Tangentopoli a Monza
Interrogatorio fiume per Duzioni

Un interrogatorio fiume, interrotto dopo tre ore e mezza e aggiornato a data da destinarsi. Sono parecchi i punti che i pm intendono chiarire con Filippo Duzioni, il mediatore immobiliare di Ciserano finito in carcere nell'ambito della maxi inchiesta della procura di Monza sulle presunte tangenti, che ha coinvolto anche l'ex assessore regionale Massimo Ponzoni.

Nulla è trapelato sui contenuti dell'interrogatorio, avvenuto giovedì pomeriggio nel carcere brianzolo, se non che il cinquantenne di Ciserano avrebbe nuovamente respinto le contestazioni. L'inchiesta si sviluppa su due filoni: le presunte tangenti circolate attorno ad aree edificabili della Brianza e il crac di società, tra cui «Il Pellicano», riconducibile a Massimo Ponzoni, ex assessore regionale. Per chi indaga, Ponzoni avrebbe fatto leva su alcuni amministratori locali della Brianza per pilotare i piani di governo del territorio e favorire, spesso con l'intermediazione di Filippo Duzioni, alcune società costruttrici.

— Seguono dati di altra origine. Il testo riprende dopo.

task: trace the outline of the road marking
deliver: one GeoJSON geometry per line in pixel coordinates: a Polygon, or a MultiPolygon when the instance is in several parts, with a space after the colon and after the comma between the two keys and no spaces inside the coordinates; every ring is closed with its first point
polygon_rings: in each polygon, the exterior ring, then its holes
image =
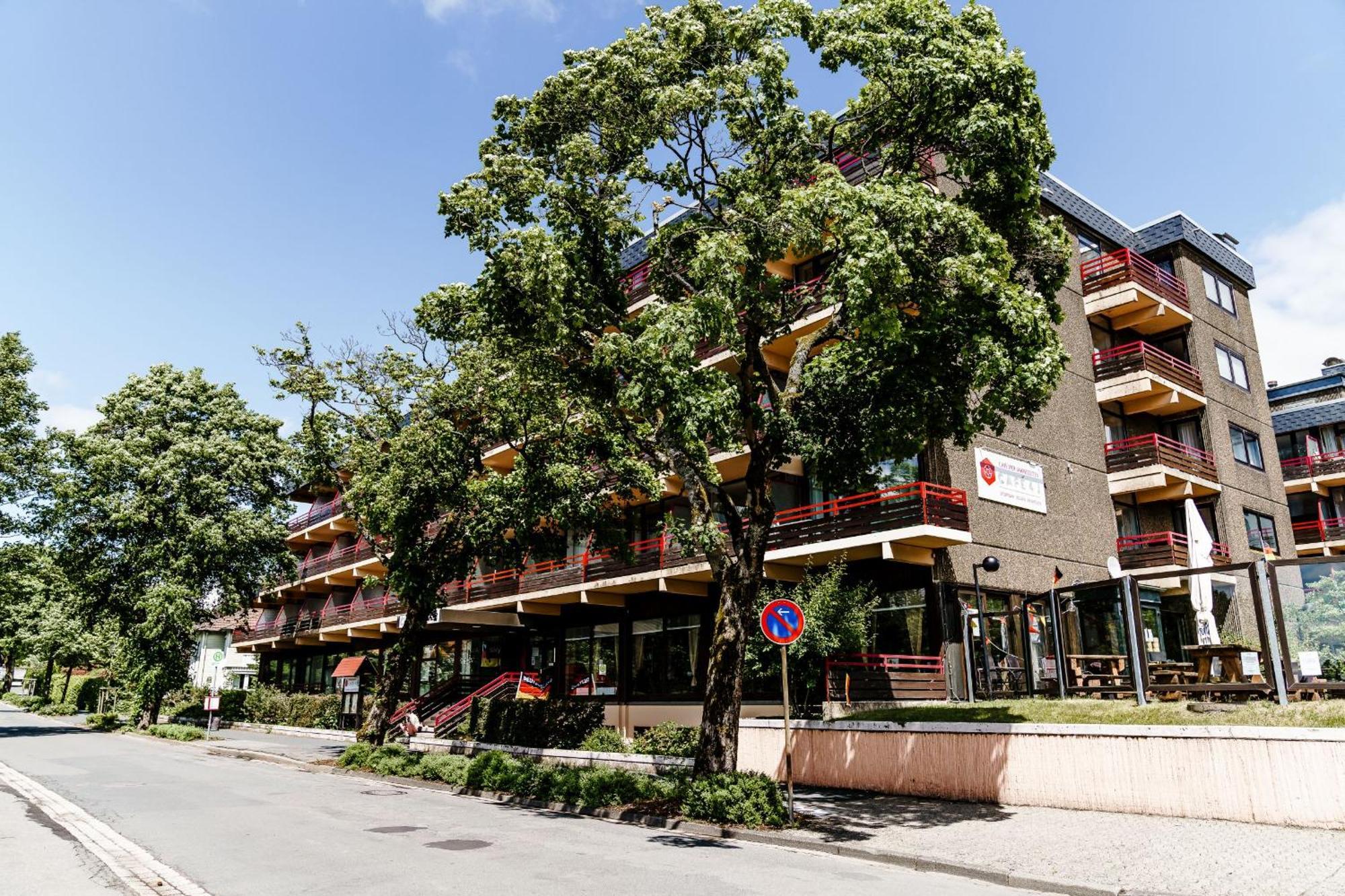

L'indagine era nata dal fallimento di una delle società del politico, il quale deve rispondere, tra gli altri reati, anche di bancarotta fraudolenta. Secondo l'accusa, a Duzioni è riconducibile una rete di società che avrebbe avuto un ruolo nel passaggio di presunte mazzette dagli imprenditori ad amministratori locali e politici brianzoli. Avrebbe curato l'operazione di un centro commerciale a Desio per conto di una società immobiliare, capace di incassare insperati vantaggi su metrature e costi, dietro i quali, secondo gli investigatori, si celerebbero tangenti.

Per i pm Duzioni, tramite Mediaservice, avrebbe affidato tre incarichi di consulenza per 460 mila euro ad Antonino Brambilla, vicepresidente della Provincia di Monza, che per l'accusa si sarebbe adoperato per il buon esito dell'operazione. Inoltre, sempre stando alle contestazioni, in cambio della pressione di Ponzoni sugli amministratori locali, Duzioni avrebbe promesso appoggi politici nel Pdl.

Sempre per i pm, il bergamasco avrebbe versato 310 mila euro a società del politico che viaggiavano verso il crac e 295.920, più almeno altri 50 mila, per pagare i debiti di due campagne elettorali del Pdl.